Abstract. Communities are increasingly looking to land use planning strategies to reduce
drive-alone travel. Many planning efforts aim to develop neighborhoods with higher levels of
accessibility that will allow residents to shop closer to home and drive fewer miles. To better
understand how accessible land use patterns relate to household travel behavior, this paper is
divided into three sections. The first section describes the typical range of services available in
areas with high neighborhood accessibility. It explains how trip-based travel analysis is limited
because it does not consider the linked (chained) nature of most travel. The second section
describes a framework that provides a more behavioral understanding of household travel. This
framework highlights travel tours, the sequence of trips that begin and end at home, as the
basic unit of analysis. The paper offers a typology of travel tours to account for different travel
purposes; by doing so, this typology helps understand tours relative to the range of services
typically offered in accessible neighborhoods. The final section empirically analyzes relationships
between tour type and neighborhood access using detailed travel data from the Central Puget
Sound region (Seattle, Washington). Households living in areas with higher levels of neighborhood
access are found to complete more tours and make fewer stops per tour.
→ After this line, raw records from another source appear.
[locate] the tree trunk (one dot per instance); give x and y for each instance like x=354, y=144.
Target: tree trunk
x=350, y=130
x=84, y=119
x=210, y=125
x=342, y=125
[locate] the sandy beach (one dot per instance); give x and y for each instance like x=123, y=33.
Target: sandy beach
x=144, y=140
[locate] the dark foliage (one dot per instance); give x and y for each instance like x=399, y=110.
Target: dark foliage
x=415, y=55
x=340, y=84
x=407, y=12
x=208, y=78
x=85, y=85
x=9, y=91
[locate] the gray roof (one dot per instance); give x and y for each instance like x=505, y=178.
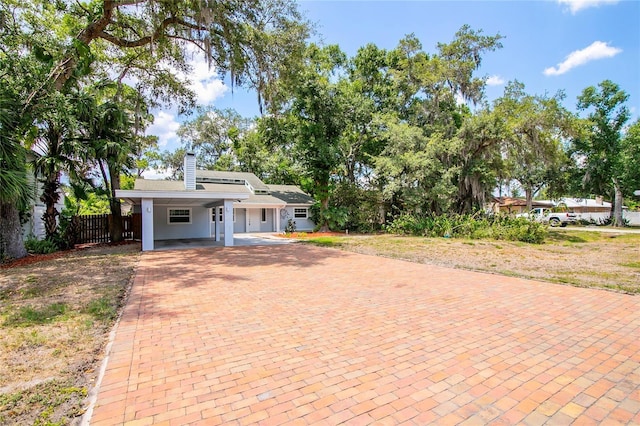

They make
more simple tours (out and back) for work and maintenance (personal, appointment, and shopping)
trip purposes but there is no difference in the frequency of other types of tours. While they
travel shorter distances for maintenance-type errands, a large portion of their maintenance
travel is still pursued outside the neighborhood. These findings suggest that while higher levels
of neighborhood access influences travel tours, it does not spur households to complete the
bulk of their errands close to home.